Proprio i palazzi olimpici e tutti i condomini di cemento in stile sovietico sono stati la vera protezione dei civili, tra il 1992 e il 1995: erano gli unici con pareti abbastanza spesse da resistere ai colpi di mortaio sparati dalle montagne, molto meglio degli edifici ottocenteschi che sono il cuore della città e degli edifici della città vecchia, vicino al mercato e alla grande moschea. Oggi, quegli stessi palazzi sono ancora in piedi ma le pareti rimangono crivellate di colpi. «I mattoni rossi sulle facciate sono i punti in cui i colpi hanno distrutto le pareti ed è stato necessario ricostruirle», spiega Alen, mentre percorriamo l’arteria centrale della città, che la taglia a metà da est a ovest e corre parallela alle rotaie del tram, fatte posare per le Olimpiadi e ancora oggi mezzo principale di trasporto per i pendolari. Lungo quella stessa strada, sulla destra, sfilano l’ambasciata americana accanto all’università di Sarajevo, presidiata da una statua di Tito, poi l’Holiday Inn di colore giallo brillante che era terreno franco per i giornalisti durante l’assedio e infine la sede della radio- televisione pubblica, che gli abitanti difesero dagli attacchi perchè il mondo continuasse a poter vedere che cosa stava succedendo. A ventitrè anni di distanza dalla fine dei combattimenti, i palazzi sono stati ricostruiti, ma i segni dei bombardamenti rimangono ancora visibili.

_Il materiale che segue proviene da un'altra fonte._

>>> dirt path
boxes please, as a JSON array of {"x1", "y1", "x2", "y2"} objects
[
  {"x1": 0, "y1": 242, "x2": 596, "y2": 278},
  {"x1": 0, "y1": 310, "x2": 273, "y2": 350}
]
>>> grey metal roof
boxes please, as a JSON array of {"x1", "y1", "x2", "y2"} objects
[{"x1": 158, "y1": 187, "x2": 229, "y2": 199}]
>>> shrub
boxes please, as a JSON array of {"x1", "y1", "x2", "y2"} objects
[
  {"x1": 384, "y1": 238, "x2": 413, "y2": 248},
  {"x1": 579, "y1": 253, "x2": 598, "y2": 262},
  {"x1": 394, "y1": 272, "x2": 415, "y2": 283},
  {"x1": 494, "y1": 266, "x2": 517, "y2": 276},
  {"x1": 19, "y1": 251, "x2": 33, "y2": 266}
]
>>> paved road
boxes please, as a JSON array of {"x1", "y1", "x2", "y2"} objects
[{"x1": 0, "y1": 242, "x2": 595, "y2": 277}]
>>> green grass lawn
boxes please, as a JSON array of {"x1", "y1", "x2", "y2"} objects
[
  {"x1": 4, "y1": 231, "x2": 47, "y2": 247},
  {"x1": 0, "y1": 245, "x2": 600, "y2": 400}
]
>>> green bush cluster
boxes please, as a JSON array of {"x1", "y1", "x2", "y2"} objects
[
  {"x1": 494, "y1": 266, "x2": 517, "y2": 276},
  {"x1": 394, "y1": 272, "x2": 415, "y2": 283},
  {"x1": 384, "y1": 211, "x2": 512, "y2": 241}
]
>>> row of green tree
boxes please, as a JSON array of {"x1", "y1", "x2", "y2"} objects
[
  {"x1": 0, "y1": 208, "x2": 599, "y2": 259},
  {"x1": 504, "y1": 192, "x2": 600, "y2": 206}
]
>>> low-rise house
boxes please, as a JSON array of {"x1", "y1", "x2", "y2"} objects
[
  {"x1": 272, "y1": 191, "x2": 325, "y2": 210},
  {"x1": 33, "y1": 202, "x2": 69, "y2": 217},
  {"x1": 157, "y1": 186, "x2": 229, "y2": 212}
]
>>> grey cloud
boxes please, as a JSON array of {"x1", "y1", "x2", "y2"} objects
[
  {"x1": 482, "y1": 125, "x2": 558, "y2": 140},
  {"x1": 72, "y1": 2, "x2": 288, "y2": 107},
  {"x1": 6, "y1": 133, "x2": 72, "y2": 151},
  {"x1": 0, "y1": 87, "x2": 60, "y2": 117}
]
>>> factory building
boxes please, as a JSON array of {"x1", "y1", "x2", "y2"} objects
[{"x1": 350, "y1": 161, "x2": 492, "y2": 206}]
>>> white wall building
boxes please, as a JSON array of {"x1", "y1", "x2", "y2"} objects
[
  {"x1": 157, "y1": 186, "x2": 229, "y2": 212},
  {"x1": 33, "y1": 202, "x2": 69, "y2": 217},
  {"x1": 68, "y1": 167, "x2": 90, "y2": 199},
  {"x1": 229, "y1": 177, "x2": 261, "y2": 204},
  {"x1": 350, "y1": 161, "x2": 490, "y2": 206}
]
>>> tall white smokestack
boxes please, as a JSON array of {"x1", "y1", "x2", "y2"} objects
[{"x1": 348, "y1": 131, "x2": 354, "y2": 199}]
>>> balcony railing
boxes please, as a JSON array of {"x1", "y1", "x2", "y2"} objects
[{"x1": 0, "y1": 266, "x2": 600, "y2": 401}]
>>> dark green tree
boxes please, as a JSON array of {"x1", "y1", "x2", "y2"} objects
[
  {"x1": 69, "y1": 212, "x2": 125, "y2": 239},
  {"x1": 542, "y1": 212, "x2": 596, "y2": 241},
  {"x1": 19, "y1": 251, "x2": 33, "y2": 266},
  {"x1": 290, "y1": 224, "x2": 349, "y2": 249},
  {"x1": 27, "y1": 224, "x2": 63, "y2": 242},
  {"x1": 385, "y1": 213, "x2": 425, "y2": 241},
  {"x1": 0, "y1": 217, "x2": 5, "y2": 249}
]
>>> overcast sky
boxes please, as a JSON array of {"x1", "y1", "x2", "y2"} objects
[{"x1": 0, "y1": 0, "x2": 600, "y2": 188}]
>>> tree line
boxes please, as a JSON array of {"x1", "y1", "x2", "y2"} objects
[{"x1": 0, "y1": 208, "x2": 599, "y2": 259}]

Cercare oggi quel che resta di Sarajevo ‘ 84, quando la Jugoslavia era ancora una repubblica socialista federale di sei stati e la città non era stata devastata dall’assedio, significa raggiungere due monti, l’Igman e il Trebevic. Uno accanto all’altro, sono però divisi da un confine interno: quello che divide la Bosnia ed Erzegovina dalla repubblica Srpska. Formalmente, entrambi nello stato bosniaco, di fatto due territori divisi: europeista e di etnia mista uno, filorusso e a prevalenza serbo l’altro.
Per arrivare sul monte Trebevic si percorre fino in fondo la Zmaja od Bosne, si superano i resti delle fabbriche bombardate e mai rimesse in funzione, poi l’aeroporto internazionale che durante l’assedio venne occupato dalle Nazioni Unite, si attraversa Sarajevo est ( città autonoma a livello amministrativo da Sarajevo, da cui la separa una cinta montuosa e l’aeroporto) e si percorre la strada dissestata che porta fino ai 1600 metri del monte Trebevic, polmone verde che sovrasta la città. Mangiata dalla foresta ma perfettamente visibile nella sua struttura di calcestruzzo e isolante ormai marcio, rimane la pista da bob di Sarajevo ‘ 84. Un serpente lungo più di tre chilometri, dalla vetta a valle. Oggi è diventato un luogo per writers e street artists, oltre che per visite turistiche di giorno e rave party di notte. La si intravede tra gli alberi e nelle radure panoramiche, da cui si osserva tutta la città. La parte vecchia con le chiese e le moschee, quella ottocentesca coi palazzi dell’amministrazione cittadina e quella socialista, punteggiate di cimiteri piccoli e grandi: con steli bianche in quelli musulmani, di marmi neri quelli cattolici e ortodossi. «Sarajevo è crocevia di quattro religioni e tre etnie: i cattolici croati, i bosniaci musulmani, i serbi ortodossi e gli ebrei. Tutti hanno un luogo di culto nella città e la convivenza è sempre stata pacifica», spiega Alen. «Durante l’assedio morirono 12mila persone e il motto era “resistere fino all’ultima pallottola”. Gli ortodossi ricevettero dai serbi l’invito a lasciare la città indenni, ma la maggior parte rifiutarono e rimasero a combattere per difendere Sarajevo».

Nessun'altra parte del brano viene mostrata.